Hello
Let $\mathbb{F}_p$ be the finite field with $p$ elements. One can show that over finite fields, there are just two non-degenerate quadratic forms.
So here I want to pick
any non-degenerate symmetric matrix $B$, and then look at the special orthogonal group defined by
$$
SO_{n}(\mathbb{F}_p,B):=\{ A\in SL_n(\mathbb{F}_p): ABA^T=B \}
$$
Is it true that the commutator subgroup of $SO_{n}$ is the whole group? In the other words I would like to know if $SO_{n}$ over finite fields is a perfect group.
Best Answer
For those who have the same question like me I should say that, based on Prof. Robinson's answer, the group is not perfect. I would like to expand Prof. Robinson.

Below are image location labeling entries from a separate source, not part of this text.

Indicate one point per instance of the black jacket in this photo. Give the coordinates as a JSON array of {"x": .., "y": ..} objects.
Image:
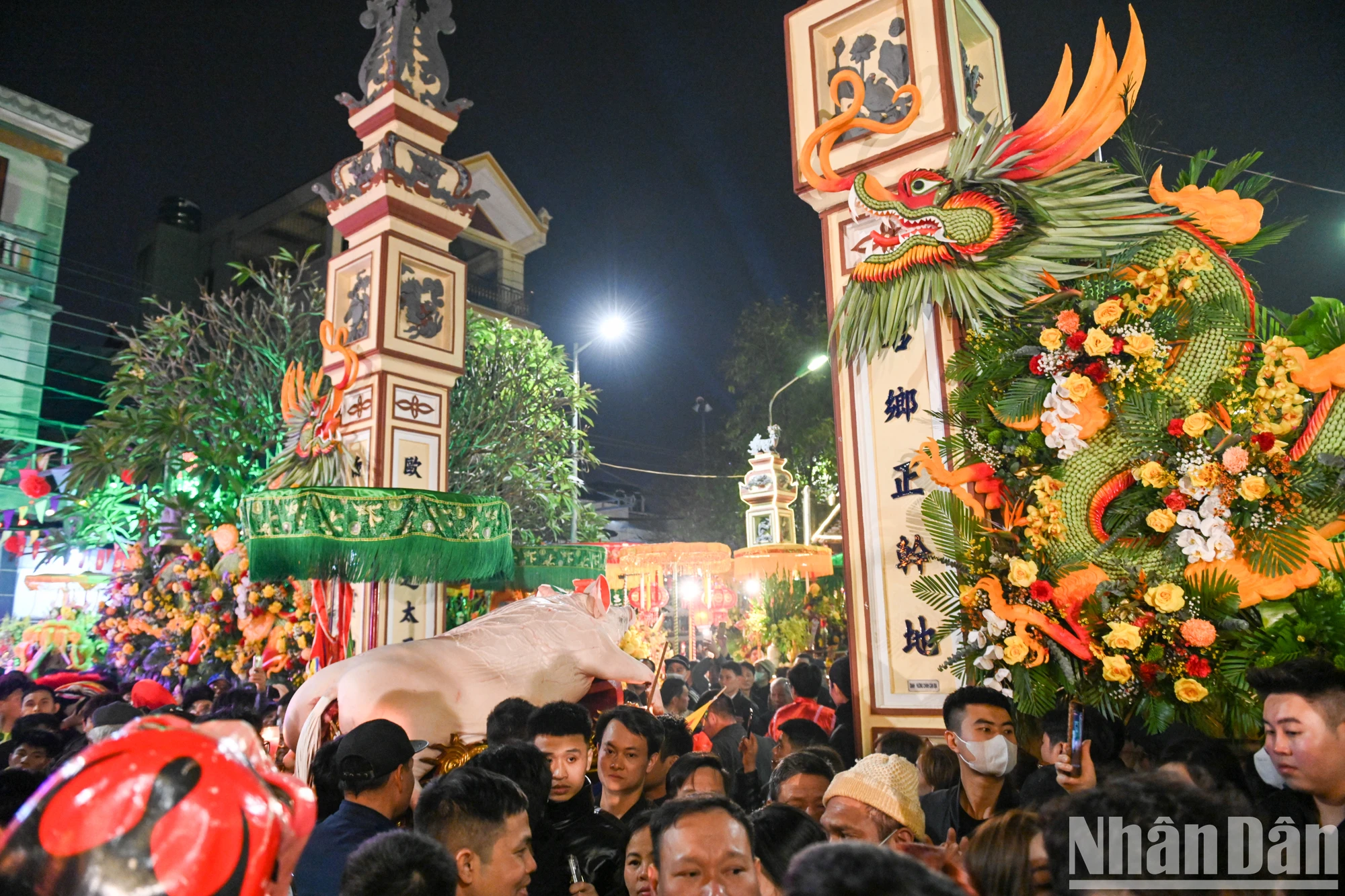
[
  {"x": 746, "y": 790},
  {"x": 944, "y": 810},
  {"x": 843, "y": 735},
  {"x": 595, "y": 838}
]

Indeed let $q$ be an isotropic quadratic form over $\mathbb{F}_p$ for $p>2$. for any non-zero anisotropic vector (i.e $q(v)\neq 0$) consider the symmetries $$ \sigma_v(x):=x-\frac{x.v}{v.v}v, $$
then one can show that $O(q)$, the orthogonal group of the quadratic form, is generated by the symmetries. Therefore for any $\sigma\in O(q)$ we have $$ \sigma=\sigma_{v_1}\cdots\sigma_{v_n}. $$ $v_i$'s are not uniquely determined, but the following map is independent of choosing of $v_i$'s. $$ \theta(\sigma):=q(v_1)\cdots q(v_n)(\mathbb{F}_p^*)^2. $$ Hence we have a group homomorphism known as "Spinor Norm" defined by \begin{equation} \begin{split} \theta: SO(q) & \to \mathbb{F}_p^*/(\mathbb{F}_p^*)^2\\\\ \sigma &\to q(v_1)\cdots q(v_n)(\mathbb{F}_p^*)^2 \end{split} \end{equation} Notice that, since $q$ is an isotropic then $q$ takes any value in $\mathbb{F}_p$, so the Spinor norm is surjective, and hence $SO(q)$ is not perfect.